There is a very simple reason why Chelsea could one day have the most creative and effective attacking midfield in Europe.
Eden Hazard has enjoyed a marvellous season to date at Chelsea, and although his form may have dipped somewhat under the pressure of a long and demanding season, it is clear the Blues have one of the most exciting players in Europe, and one who is destined to join the ranks of the very best in the game.
So when the Belgian was only named on the bench for Saturday’s match against Stoke City, along with the mercurial Oscar, Potters fans may have wondered if their luck was in.

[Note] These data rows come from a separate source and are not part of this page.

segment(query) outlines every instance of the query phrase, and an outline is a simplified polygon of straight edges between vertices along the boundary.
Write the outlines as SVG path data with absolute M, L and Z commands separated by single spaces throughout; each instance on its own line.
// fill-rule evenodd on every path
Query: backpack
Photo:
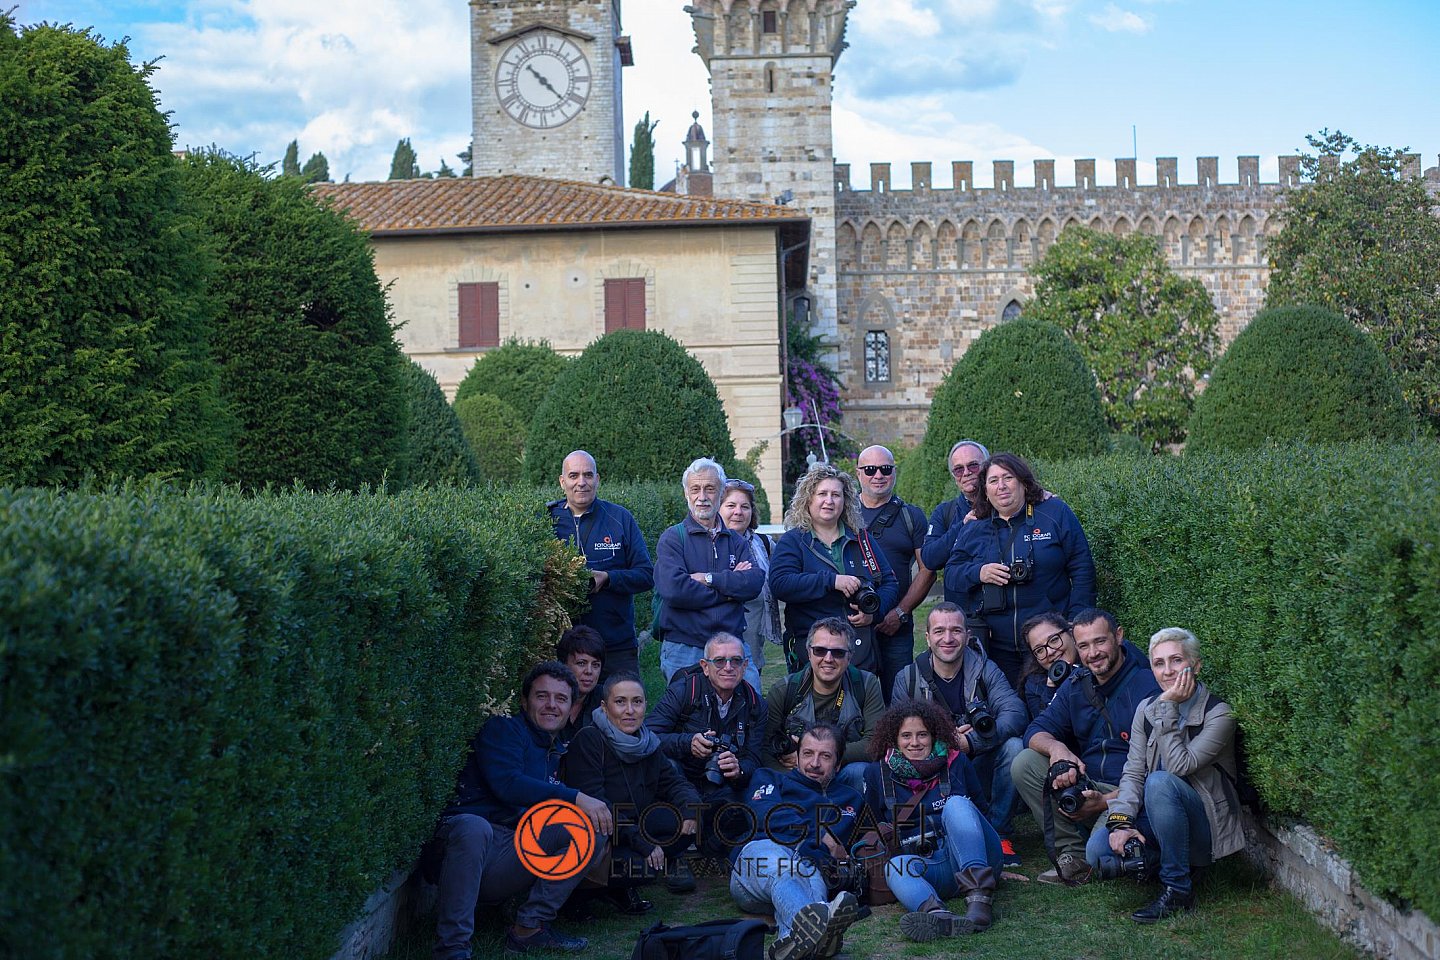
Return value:
M 667 527 L 666 531 L 668 530 L 680 531 L 680 536 L 683 538 L 685 536 L 685 521 L 682 520 L 674 526 Z M 665 536 L 666 531 L 661 531 L 660 537 Z M 655 538 L 655 550 L 657 553 L 660 550 L 660 537 Z M 684 542 L 683 539 L 681 542 Z M 660 629 L 660 614 L 664 609 L 665 601 L 660 599 L 660 591 L 650 591 L 650 636 L 655 639 L 656 643 L 663 643 L 665 641 L 665 631 Z
M 688 927 L 663 923 L 640 934 L 630 960 L 764 960 L 763 920 L 707 920 Z
M 895 518 L 898 516 L 900 517 L 900 519 L 905 521 L 905 535 L 909 537 L 910 541 L 913 543 L 915 540 L 915 518 L 910 516 L 909 510 L 905 509 L 907 506 L 909 506 L 909 504 L 907 504 L 904 500 L 901 500 L 899 497 L 895 497 L 894 499 L 892 499 L 890 501 L 890 504 L 895 508 L 894 510 L 888 510 L 885 513 L 877 514 L 875 516 L 875 521 L 873 523 L 866 524 L 866 526 L 871 530 L 884 530 L 886 527 L 890 526 L 890 524 L 894 523 Z M 951 513 L 953 512 L 954 511 L 952 510 Z
M 1210 696 L 1205 698 L 1204 715 L 1209 716 L 1210 711 L 1214 710 L 1221 702 L 1219 697 L 1211 693 Z M 1148 740 L 1150 739 L 1151 731 L 1155 729 L 1155 725 L 1150 722 L 1149 717 L 1142 715 L 1140 719 L 1145 729 L 1145 739 Z M 1250 774 L 1246 769 L 1245 734 L 1244 731 L 1240 729 L 1239 720 L 1235 722 L 1235 739 L 1231 741 L 1231 750 L 1235 756 L 1235 776 L 1232 777 L 1229 770 L 1226 770 L 1218 764 L 1215 769 L 1219 770 L 1221 776 L 1230 781 L 1230 786 L 1235 788 L 1235 796 L 1239 799 L 1242 806 L 1249 807 L 1257 816 L 1263 816 L 1267 808 L 1265 801 L 1260 796 L 1260 791 L 1255 789 L 1255 784 L 1251 781 Z

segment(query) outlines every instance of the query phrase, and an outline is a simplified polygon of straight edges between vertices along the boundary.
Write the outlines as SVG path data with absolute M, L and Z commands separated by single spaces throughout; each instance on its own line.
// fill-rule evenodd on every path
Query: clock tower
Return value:
M 625 182 L 620 0 L 470 0 L 472 167 Z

In seemingly resting two of his most creative sparks for the upcoming match against Paris Saint-Germain, had Jose Mourinho given Stoke a sniff of victory?
Well, no, not at all, because Chelsea ran out convincing winners, and it was the men chosen to play ahead of Hazard and Oscar that prompted this article.
In short, Chelsea do not have just two catalysts, they have loads of them. When one of the players of the season is rested, and Oscar puts his feet up alongside him, so Mourinho calls on three players who were majestic against Stoke, hassling, harrying, creating and scoring.
And it is that strength in depth that should worry Chelsea’s domestic and European rivals, not only because of the players they can call on, but how that very fact will affect the Blues’ squad.
Hazard will know that as good as he has been, he cannot rest on his laurels or another man will take his place. The same applies to Oscar, Willian, Schurrle and Salah.
Chelsea’s squad is loaded with creative talent that also happens to be young enough to improve for years to come. And they will improve, because they will have to.
There was proof of that on Saturday when the replacements looked anything but, doing what Hazard and Oscar were doing earlier in the campaign.
As long as Mourinho can keep them all happy, or happy enough to fight for their places, he could be on to a winner that ultimately sees them in possession of the best attacking midfield in Europe.